Have you ever observed the small metallic packing containers connected to utility poles? If you’re like most individuals, you most likely haven’t paid a lot consideration to those cupboards. For Cisco and our accomplice, SEL, these utility cupboards offered a chance for innovation.
Inside every metallic field are two units: a recloser management, which mitigates the risks of unusually excessive electrical currents, and a router, which makes use of mobile service and a digital non-public community (VPN) to hyperlink the recloser management to the utilities’ wide-area community (WAN). The VPN protects grid communications between the packing containers and the management middle.
But there’s nonetheless a vulnerability inside every field. Cisco and SEL have joined forces to safe what is sort of actually the “last foot” in distribution automation.
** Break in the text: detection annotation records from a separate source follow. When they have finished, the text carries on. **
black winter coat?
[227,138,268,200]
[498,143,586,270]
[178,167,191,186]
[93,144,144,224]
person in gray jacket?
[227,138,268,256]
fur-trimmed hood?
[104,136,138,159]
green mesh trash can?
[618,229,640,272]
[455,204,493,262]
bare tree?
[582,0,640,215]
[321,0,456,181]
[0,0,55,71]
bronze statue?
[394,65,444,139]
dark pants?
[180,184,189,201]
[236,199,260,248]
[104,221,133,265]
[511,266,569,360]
Cisco and SEL’s resolution for the ‘last foot’ downside
Though hardened for bodily safety, utility packing containers will not be unimaginable to breach. Breaking into one yields entry to the recloser management, the router, and the community cable – normally about one foot – that connects the 2 items of {hardware}.
Currently, these units talk with clear textual content, so vital communications may be learn by anybody with the technical know-how to intercept them. In different phrases, this “last foot” represents a possible vulnerability as an entry level to break or assume management of the recloser. That might result in undesirable penalties – starting from nuisance upkeep duties to energy grid disruption.
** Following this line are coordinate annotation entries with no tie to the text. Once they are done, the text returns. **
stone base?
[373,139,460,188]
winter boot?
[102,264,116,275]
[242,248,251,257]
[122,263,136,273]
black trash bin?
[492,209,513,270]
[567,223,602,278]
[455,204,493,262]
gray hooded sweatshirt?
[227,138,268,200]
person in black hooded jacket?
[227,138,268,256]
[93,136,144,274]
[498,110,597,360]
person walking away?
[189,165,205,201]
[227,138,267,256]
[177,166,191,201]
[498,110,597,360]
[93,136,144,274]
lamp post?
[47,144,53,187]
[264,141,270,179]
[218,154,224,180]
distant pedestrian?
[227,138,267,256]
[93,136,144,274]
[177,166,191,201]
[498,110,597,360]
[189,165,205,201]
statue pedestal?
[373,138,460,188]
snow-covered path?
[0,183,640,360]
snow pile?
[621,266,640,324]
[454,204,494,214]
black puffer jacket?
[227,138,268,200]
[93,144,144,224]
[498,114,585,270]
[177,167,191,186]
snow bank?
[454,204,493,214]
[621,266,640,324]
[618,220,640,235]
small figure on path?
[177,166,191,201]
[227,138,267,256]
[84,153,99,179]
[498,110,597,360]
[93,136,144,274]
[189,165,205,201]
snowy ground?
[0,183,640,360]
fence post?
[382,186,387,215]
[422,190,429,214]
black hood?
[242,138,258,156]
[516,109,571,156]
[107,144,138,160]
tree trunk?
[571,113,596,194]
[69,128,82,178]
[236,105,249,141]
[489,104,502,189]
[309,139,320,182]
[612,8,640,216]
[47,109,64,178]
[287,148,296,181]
Together, Cisco and SEL have created the primary resolution for encrypting the community visitors that travels the quick however crucial distance between an SEL-651R/RA recloser controls and a Cisco Catalyst IR1101 Rugged Router.
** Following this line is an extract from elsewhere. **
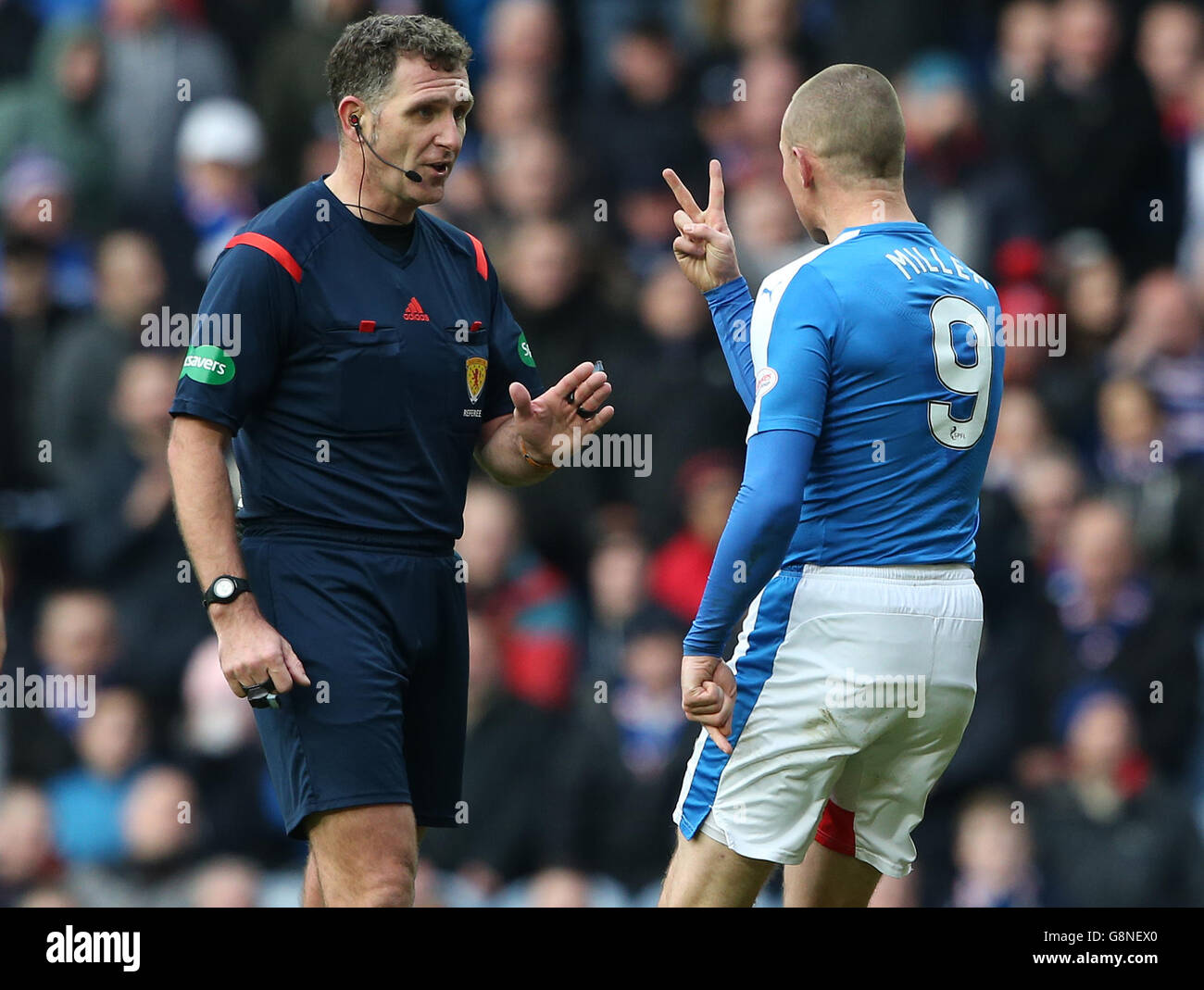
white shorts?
[673,564,983,877]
We constructed this resolution utilizing IEEE 802.1AE Media Access Control Security (MACsec) and the MACsec Key Agreement (MKA) portion of 802.1X Port-Based Network Access Control. We selected MACsec as a result of it’s a mature, confirmed, and open normal. It’s additionally steady, having undergone few updates since its publication in 2006 but it nonetheless delivers robust encryption as we speak.
Applying this normal on Cisco and SEL {hardware}, it turns into potential to safe recloser communications with out investing in exterior units. The resolution will likely be out there on the finish of 2022, enabling utilities to start upgrading their distribution automation setting.
Coordinating actions throughout practical teams inside the utility may be extraordinarily troublesome. With that in thoughts, we designed the answer to be applied in two phases. The first part includes a truck roll to bodily replace every location as required. The second part includes updating the configuration and may be dealt with remotely and with none disruption of service to the grid.
Going the additional mile for the ‘last foot’
As safety threats and dangers to utilities proceed to extend, this standards-based resolution from Cisco and SEL represents a vitally vital device for hardening crucial infrastructure. We invite you to dive deeper into the answer by studying Securing the ‘Last Foot’ in Distribution Automation, a white paper Cisco and SEL printed throughout DistribuTECH.